Feasibility Study: Ulthera® System for the Treatment of Axillary Hyperhidrosis

Ulthera

Status

Completed

Conditions

Hyperhidrosis

Treatments

Device: Ulthera System treatment

Device: Sham treatment

Study type

Interventional

Funder types

Industry

Identifiers

NCT01713959

ULT-121

Details and patient eligibility

About

Single-center, randomized, split-body, pilot study, treatment of up to 23 subjects in two treatment groups.

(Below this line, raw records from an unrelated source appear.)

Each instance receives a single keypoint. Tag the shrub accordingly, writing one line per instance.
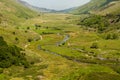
(94, 45)
(11, 55)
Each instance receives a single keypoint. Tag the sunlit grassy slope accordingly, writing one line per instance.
(53, 58)
(106, 6)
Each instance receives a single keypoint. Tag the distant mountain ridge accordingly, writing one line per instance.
(93, 5)
(38, 9)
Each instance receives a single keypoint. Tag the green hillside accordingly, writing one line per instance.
(92, 6)
(56, 46)
(12, 12)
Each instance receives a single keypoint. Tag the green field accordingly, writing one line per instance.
(57, 47)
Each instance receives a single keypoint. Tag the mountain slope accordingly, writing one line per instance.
(38, 9)
(11, 12)
(93, 5)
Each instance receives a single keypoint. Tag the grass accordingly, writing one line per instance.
(74, 60)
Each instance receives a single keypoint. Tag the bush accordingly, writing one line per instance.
(111, 36)
(94, 45)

Subjects will receive two Ultherapy treatments at Day 0 with follow-ups at 7 and 14 days post-treatment #1, and Day 28 with follow-ups are 7, 14, 30, 60, 90 days post-treatment #2.

Full description

Subjects will be randomized to one of two study groups:

Group A: Split body treatment. Ultherapy to one axilla, Sham treatment to the other axilla.
Group B: Bilateral Ultherapy treatments, with a pre-treatment subcutaneous lidocaine injection administered to one axillary side.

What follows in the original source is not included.